Rispone has said he’s open to spending up to $10 million of his own money. But the field is likely to balloon after Kennedy opted out of the race, leaving the race for the Republican nomination wide open.

There’s a long list of Republicans considering a bid, including state Sen. Sharon Hewitt and state Treasure John Schroder.

State Attorney General Jeff Landry recently said he’ll run for reelection, but some speculate that he may reconsider, especially with Kennedy out.

Much of this is uninformed speculation. Landry is not entering the governor’s race – we’d know it if that was a possibility, and we’ve been told he’s a definite “no.” And we definitely expected the field to balloon after Kennedy demurred, but that hasn’t happened. There is buzz around Sharon Hewitt, but unless she can find a million dollars’ worth of campaign donor pledges it’s hard to see how she’s going to get in rather than run for a leadership position in the Senate – with John Alario term-limited the Senate presidency is up for grabs in 2020. Schroder isn’t running for governor. There are people pushing former congressman Charles Boustany as a potential candidate, but we’ve seen little to no interest in that possibility among GOP activists and donors and that rumor looks more like a consultant trying to drum up business than anything else.

If somebody else is going to get into the race as a Republican they’d have to have a ready supply of campaign cash, whether through self-funding or from well-heeled allies independent of the usual GOP contributors (with Rispone in the race, he’s off the board as a friendly face for GOP candidates and so are some of the industrial contractors who usually fund Republicans in state races). Plus they’d have to set themselves up in a specific role on the Republican side – namely, to be the kamikaze who takes out John Bel Edwards.

This field could use a good foil.

Ralph Abraham and Eddie Rispone are good men who could be trusted to govern Louisiana well, probably considerably better than the state has been governed for a long time. But neither one have proven themselves as dynamic speakers who can effectively carry a message like a spear to the heart of Edwards’ re-election campaign, and to insure victory over the incumbent Democrat the Louisiana GOP is going to need that.

Perhaps it doesn’t quite have to be a candidate. Perhaps if somebody on the Republican side were to do a reverse Gumbo PAC and spend several million dollars on nonstop aggressive attacks on Edwards the way Trey Ourso and his trial lawyer and status quo buddies did to David Vitter in 2015 that would be enough to open the way for Abraham or Rispone to walk in.

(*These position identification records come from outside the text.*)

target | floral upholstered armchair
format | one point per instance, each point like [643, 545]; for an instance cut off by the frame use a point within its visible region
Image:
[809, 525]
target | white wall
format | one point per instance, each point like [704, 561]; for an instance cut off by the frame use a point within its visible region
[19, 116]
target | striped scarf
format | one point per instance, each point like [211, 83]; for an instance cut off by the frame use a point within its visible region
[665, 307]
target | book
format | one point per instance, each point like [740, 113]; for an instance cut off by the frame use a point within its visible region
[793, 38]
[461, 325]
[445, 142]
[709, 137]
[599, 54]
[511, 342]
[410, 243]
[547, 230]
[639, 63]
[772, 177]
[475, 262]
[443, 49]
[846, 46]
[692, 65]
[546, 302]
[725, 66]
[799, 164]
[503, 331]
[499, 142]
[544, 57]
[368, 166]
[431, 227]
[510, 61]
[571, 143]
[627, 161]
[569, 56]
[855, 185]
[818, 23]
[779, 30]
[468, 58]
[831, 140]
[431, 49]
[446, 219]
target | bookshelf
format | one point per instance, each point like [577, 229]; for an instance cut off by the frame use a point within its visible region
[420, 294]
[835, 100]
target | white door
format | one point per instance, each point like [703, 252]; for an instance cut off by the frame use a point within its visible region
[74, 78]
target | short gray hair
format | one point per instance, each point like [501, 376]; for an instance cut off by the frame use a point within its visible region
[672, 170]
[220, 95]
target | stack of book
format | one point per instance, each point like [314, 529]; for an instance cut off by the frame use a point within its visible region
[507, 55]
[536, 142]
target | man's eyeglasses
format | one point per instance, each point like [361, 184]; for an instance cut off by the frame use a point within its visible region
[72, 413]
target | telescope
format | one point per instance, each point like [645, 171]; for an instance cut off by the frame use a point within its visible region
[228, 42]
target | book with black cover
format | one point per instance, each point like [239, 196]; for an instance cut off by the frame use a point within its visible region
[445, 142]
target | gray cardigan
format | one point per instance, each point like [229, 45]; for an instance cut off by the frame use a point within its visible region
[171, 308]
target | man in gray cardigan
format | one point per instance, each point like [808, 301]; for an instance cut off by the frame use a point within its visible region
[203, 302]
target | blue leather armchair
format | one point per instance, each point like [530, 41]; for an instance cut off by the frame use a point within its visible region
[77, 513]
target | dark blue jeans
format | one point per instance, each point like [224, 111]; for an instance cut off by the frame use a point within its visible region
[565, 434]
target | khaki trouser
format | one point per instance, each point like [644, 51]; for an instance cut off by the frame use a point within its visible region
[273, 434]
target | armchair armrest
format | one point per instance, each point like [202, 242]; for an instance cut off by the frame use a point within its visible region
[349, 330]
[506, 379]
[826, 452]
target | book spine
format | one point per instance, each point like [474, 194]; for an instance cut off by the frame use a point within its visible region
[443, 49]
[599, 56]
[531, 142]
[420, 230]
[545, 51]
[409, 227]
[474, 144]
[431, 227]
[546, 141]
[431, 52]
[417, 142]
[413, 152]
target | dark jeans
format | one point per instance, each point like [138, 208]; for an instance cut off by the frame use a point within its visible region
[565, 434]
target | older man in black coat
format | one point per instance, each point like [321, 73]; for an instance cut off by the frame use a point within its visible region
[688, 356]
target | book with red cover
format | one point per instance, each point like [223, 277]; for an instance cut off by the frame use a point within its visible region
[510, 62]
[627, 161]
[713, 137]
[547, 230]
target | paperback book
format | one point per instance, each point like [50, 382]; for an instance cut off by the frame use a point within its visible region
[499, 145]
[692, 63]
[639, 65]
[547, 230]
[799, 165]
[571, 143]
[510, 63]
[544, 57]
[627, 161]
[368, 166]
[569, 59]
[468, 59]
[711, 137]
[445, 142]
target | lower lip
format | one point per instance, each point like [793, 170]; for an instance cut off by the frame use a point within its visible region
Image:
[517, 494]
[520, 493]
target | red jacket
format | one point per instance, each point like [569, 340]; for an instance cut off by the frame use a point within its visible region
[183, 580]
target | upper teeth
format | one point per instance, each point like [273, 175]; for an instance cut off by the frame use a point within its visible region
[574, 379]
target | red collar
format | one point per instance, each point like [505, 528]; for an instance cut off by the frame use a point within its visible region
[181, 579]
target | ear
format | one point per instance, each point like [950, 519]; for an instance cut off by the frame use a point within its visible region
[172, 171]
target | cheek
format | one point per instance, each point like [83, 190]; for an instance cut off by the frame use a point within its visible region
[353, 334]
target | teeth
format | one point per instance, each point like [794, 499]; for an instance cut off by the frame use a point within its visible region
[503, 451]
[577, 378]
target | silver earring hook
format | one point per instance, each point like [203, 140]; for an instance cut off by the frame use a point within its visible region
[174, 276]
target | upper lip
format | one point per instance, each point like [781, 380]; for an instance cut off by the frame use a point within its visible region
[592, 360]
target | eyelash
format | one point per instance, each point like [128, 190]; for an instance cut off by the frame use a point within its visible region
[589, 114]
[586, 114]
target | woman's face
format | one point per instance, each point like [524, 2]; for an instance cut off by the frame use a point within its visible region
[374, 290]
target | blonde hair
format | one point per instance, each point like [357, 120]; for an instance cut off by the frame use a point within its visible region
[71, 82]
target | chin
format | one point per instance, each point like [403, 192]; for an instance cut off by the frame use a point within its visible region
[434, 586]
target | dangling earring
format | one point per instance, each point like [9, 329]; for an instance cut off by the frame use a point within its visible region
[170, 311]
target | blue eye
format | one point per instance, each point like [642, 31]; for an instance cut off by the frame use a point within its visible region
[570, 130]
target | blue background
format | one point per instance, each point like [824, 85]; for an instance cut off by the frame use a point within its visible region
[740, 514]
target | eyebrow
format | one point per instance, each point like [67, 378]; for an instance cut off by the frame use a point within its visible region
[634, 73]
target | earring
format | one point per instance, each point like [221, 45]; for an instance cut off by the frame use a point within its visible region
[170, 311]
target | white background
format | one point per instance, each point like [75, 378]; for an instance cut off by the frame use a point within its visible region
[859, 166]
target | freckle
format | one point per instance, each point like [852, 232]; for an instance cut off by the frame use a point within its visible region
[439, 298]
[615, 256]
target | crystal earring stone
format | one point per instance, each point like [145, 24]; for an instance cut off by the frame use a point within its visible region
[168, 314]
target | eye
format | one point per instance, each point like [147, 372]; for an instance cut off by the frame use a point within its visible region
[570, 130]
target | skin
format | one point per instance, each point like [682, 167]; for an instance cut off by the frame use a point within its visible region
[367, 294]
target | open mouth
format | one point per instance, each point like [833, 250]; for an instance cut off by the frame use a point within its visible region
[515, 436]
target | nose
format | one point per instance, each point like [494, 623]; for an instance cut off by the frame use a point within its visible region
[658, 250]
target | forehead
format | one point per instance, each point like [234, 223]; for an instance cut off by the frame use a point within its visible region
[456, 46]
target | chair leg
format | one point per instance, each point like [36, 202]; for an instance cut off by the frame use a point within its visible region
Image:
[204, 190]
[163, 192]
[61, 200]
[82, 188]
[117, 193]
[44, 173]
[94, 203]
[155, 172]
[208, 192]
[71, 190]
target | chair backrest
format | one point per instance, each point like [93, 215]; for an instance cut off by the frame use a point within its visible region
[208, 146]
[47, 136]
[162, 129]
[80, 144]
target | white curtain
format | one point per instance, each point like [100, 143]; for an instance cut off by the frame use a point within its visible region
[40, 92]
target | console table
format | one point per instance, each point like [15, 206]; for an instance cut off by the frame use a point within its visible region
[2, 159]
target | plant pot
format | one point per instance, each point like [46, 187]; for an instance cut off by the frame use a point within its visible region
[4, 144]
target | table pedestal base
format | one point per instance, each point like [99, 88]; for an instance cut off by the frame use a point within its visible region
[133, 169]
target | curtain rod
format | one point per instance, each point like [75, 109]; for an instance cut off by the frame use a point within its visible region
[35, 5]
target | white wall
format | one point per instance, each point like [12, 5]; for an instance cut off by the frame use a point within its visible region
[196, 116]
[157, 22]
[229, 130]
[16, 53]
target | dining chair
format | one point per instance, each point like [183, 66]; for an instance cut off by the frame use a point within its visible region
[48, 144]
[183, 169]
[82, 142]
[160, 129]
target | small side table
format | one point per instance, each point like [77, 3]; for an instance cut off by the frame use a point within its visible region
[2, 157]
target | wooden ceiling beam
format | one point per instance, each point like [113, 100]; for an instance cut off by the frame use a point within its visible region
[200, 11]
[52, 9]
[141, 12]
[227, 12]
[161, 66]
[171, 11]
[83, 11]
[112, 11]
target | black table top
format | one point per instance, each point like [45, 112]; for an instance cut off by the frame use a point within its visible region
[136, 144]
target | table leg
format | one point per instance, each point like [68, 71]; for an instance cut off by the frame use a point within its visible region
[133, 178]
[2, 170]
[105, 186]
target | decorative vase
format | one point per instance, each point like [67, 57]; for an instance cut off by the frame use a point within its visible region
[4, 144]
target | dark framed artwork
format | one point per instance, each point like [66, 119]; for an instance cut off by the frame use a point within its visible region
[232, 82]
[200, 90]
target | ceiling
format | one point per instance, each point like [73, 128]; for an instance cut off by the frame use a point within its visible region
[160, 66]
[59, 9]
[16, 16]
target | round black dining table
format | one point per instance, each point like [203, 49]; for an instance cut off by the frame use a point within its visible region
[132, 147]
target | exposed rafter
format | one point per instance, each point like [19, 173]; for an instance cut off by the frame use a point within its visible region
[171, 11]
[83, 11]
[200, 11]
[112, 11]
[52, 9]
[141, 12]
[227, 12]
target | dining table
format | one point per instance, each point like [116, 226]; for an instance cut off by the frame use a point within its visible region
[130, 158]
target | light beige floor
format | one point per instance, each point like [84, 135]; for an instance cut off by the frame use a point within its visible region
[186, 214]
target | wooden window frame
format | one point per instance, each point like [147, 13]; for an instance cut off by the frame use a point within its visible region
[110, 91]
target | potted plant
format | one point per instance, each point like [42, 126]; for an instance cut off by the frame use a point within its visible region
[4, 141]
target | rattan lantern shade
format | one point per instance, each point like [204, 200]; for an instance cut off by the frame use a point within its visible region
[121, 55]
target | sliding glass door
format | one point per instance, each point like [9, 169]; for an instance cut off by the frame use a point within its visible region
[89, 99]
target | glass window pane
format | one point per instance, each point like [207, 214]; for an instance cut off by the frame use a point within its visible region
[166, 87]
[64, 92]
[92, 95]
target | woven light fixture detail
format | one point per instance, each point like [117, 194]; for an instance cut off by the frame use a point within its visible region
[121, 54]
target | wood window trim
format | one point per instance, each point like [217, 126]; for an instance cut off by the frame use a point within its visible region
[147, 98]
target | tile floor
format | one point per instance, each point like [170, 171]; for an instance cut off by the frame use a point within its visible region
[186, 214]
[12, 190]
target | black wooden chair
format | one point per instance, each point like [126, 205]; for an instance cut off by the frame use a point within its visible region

But so far we’d like to see more evidence that the current field is capable of winning news cycles over Edwards. His record as governor is pathetic, whether the state’s sycophantic mainstream media is willing to report it or not, so the material for an aggressive message is unquestionably there. But it’s going to take a compelling job of messaging to get the truth in front of the voters this year. If that means a third candidate who’s running to cover Edwards in dirt without much care whether they win, fine. If it comes via some other means, that’s fine too.

Because you can bet this race will get very, very dirty. Edwards can’t run on his record without being a laughingstock, and he certainly can’t run on how cool it is that Louisiana has a Democrat governor while every other state in the South does not. To win he’s got to make Abraham and Rispone toxic, just like he made Vitter toxic four years ago. To beat him means matching him dirt for dirt.

We’ll see if the current field, or the expanded field which might possibly come, can do that.